Ответ охладил короля. Но он всё ещё продолжал пребывать в запале.
— Дайте мне тридцать тысяч войска, всего тридцать тысяч, и я ещё успею догнать царя и привести его сюда как пленника визиря.
— Я присоединю своих тридцать тысяч, и мы разобьём русских! — неожиданно выкрикнул Девлет-Гирей.
— Мы подписали мирный трактат, — визирь говорил, не повышая голоса. — Он одобрен султаном, да пребудет над ним благословение Аллаха. Можем ли мы нарушить мир?
— Можем! — выпалил хан. Он так же легко переходил от неприязни к приязни, от ненависти к почитанию, как бывает переменчив степной крымский ветер. Ещё недавно он поносил короля шведов за непомерные претензии, за высокомерие, но отважная предприимчивость Карла подкупила его.
— Некоторые люди в запальчивости берут на себя обязательства, не соразмерив свои силы и возможности, — с иронией заметил визирь. — Однако повелитель правоверных не жалует их. Он доверил своё войско мне, и я не вправе отдавать его кому бы то ни было. Если король шведов желает воевать с русским царём, то пусть соберёт для этого своё шведское войско. Тем более что опыт он уже приобрёл под Полтавой... А ты, храбрец, — обратился он к крымскому хану, — можешь присоединиться к королю.
Последняя реплика, как видно, остудила жар Карла. Он махнул рукой, повернулся и, ни слова не говоря, вышел. За ним безмолвно последовала его свита.
Понятовский замыкал шествие. Он был удручён более всех, быть может, более, чем сам король. Уже в который раз терпели крах его усилия И надежды. В который раз настигала его мысль о тщетности и даже бессмысленности служения шведскому королю. Службы, у которой не было ничего впереди, службы, принёсшей ему доселе одно бесславие, опасности и разорение.
— Пора браться за ум, — с горечью сказал он самому себе. И тут же вспомнил, что он уже не раз произносил эту фразу и не раз собирался скинуть с себя эти узы.
Вечером он — слуга двух господ — сел за письмо своему первому и истинному господину, низложенному королю Станиславу Лещинскому. Он писал ему:
«Для Порты — Азов, разрушение Таганрога, Самары и Каменска, тяжёлая артиллерия из лагеря русских и восстановление запорожских казаков в их старинных привилегиях; для Польши — чтобы царь вывел свои войска и больше не вмешивался в её дела; чтобы, кроме того, он выдал Порте мятежного Кантемира с неким Саввой родом из Рагузы, заплатив годовой доход от Молдавии за убытки, которые он там причинил...»

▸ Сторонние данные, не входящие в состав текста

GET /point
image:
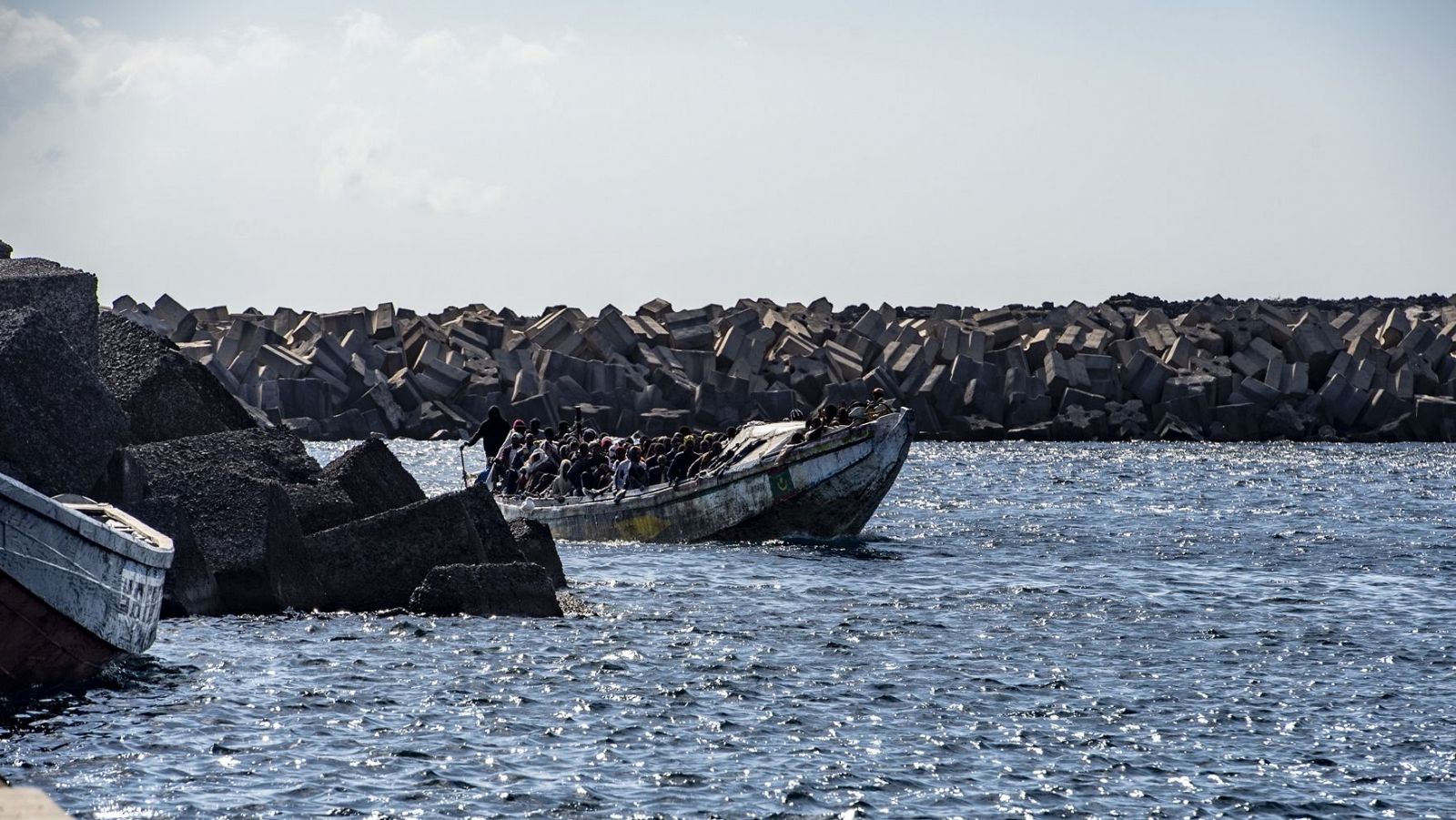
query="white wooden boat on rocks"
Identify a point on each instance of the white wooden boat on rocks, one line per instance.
(80, 582)
(764, 487)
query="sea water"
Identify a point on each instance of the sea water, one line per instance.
(1024, 631)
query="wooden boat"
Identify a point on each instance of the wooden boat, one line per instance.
(764, 487)
(80, 582)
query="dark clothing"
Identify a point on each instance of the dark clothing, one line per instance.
(681, 466)
(492, 433)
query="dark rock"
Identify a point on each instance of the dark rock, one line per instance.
(536, 543)
(65, 296)
(1177, 429)
(376, 562)
(373, 478)
(165, 393)
(58, 424)
(251, 539)
(189, 587)
(490, 526)
(320, 506)
(487, 589)
(171, 468)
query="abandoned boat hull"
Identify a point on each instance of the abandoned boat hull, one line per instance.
(823, 490)
(80, 582)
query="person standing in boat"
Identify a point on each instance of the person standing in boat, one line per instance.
(491, 433)
(631, 473)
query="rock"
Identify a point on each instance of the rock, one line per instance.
(373, 478)
(320, 506)
(58, 424)
(249, 538)
(165, 393)
(189, 587)
(487, 589)
(1176, 429)
(376, 562)
(65, 296)
(536, 543)
(172, 468)
(490, 526)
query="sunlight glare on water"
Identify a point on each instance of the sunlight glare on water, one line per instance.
(1026, 630)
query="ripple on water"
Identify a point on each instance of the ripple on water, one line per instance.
(1031, 630)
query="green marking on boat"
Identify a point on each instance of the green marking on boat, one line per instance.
(781, 482)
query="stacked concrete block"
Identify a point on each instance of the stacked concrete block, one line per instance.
(1238, 369)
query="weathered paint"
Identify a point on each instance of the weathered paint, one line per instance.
(82, 580)
(823, 488)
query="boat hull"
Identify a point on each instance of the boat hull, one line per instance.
(820, 490)
(76, 587)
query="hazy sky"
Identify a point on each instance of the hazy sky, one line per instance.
(325, 155)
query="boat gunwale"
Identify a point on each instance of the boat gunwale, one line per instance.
(67, 516)
(662, 494)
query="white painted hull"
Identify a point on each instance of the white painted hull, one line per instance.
(82, 584)
(822, 490)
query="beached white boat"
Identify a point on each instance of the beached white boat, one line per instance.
(80, 582)
(764, 488)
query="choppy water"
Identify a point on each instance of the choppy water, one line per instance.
(1030, 630)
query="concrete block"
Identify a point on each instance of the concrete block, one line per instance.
(65, 296)
(58, 422)
(558, 331)
(1239, 421)
(1126, 349)
(164, 393)
(1434, 419)
(378, 562)
(373, 478)
(1394, 328)
(1145, 376)
(657, 309)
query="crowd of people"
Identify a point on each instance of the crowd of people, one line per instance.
(577, 461)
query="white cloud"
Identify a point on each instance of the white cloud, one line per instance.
(434, 48)
(29, 40)
(359, 164)
(157, 69)
(366, 31)
(521, 53)
(94, 63)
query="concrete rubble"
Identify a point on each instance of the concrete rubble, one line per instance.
(1130, 368)
(104, 405)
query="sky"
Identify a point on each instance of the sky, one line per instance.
(328, 155)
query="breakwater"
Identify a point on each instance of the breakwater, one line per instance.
(1261, 631)
(1130, 368)
(96, 405)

«Всё-таки Польше кое-что перепало, — думал Понятовский. — А ведь, в сущности, я служу Польше». Эта последняя мысль несколько умерила горечь его размышлений...
В это время визирь за кофе с улыбкой рассказывал Шафирову о налёте Карла. Оба были довольны. Визирь — тем, что Карл получил от ворот поворот, Шафиров — вдвойне: поражением шведа, которое он счёл малой Полтавой, и многолюбезностью визиря.